Static Properties and Methods

Static members belong to the class itself, not to any instance. Access them with :: (scope resolution operator).

Static Members
<?php
class Counter {
    private static int $count = 0;
    const VERSION = "1.0";

    public function __construct() {
        self::$count++;
    }

    public static function getCount(): int {
        return self::$count;
    }

    public static function reset(): void {
        self::$count = 0;
    }
}

$a = new Counter();
$b = new Counter();
$c = new Counter();

echo Counter::getCount();  // 3
echo Counter::VERSION;     // 1.0
Counter::reset();
echo Counter::getCount();  // 0
?>

Key Takeaways
  • OOP in PHP uses classes (blueprints) and objects (instances). Define with class ClassName {}.
  • __construct() is the constructor — runs automatically when an object is created with new.
  • Access modifiers: public (anywhere), protected (class + subclasses), private (class only).
  • $this refers to the current object instance inside a class method.
  • Static properties/methods belong to the class, not instances — access with ClassName::method().
  • Magic methods: __toString(), __get(), __set(), __call(), __destruct().
  • PHP 8+ constructor promotion: public function __construct(public string $name, private int $age) {}
Common Mistakes to Avoid
WRONG class User { public $password; }
RIGHT class User { private string $password; }
Always make sensitive properties private.

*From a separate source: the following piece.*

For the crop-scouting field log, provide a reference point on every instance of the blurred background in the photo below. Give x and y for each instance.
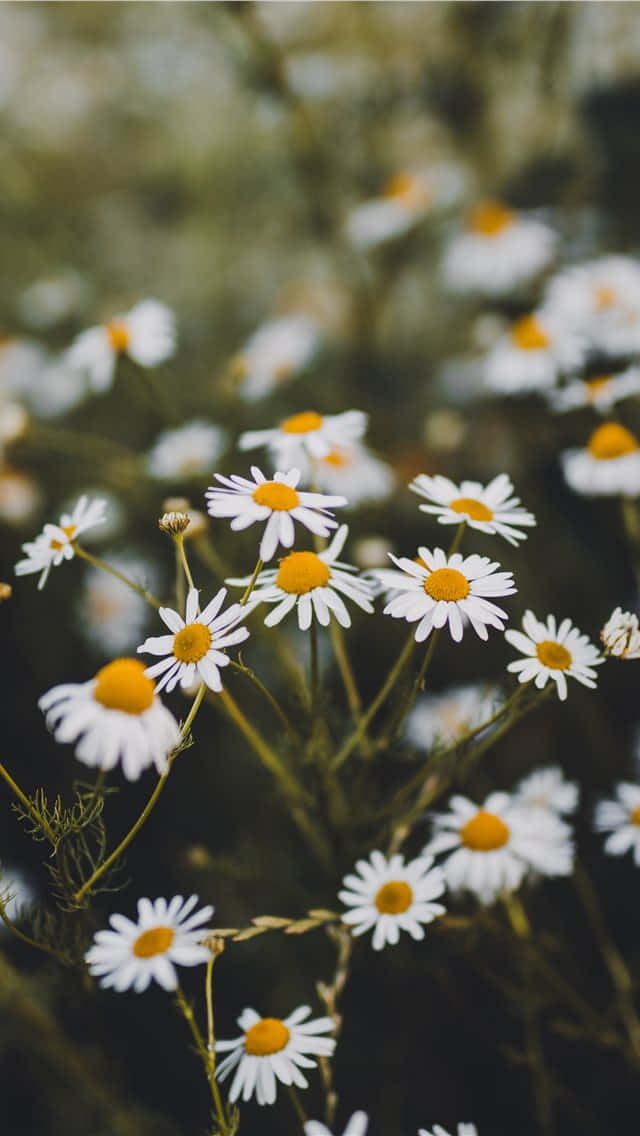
(214, 156)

Expose them only through controlled getter/setter methods.
WRONG $obj->method = function(){};
RIGHT Define methods inside the class body
PHP does not support adding methods to objects at runtime like JavaScript. All methods must be defined in the class.
WRONG class God { /* everything */ }
RIGHT Split into User, Auth, Profile, etc.
The Single Responsibility Principle: each class should have one reason to change. Large "God classes" are hard to test and maintain.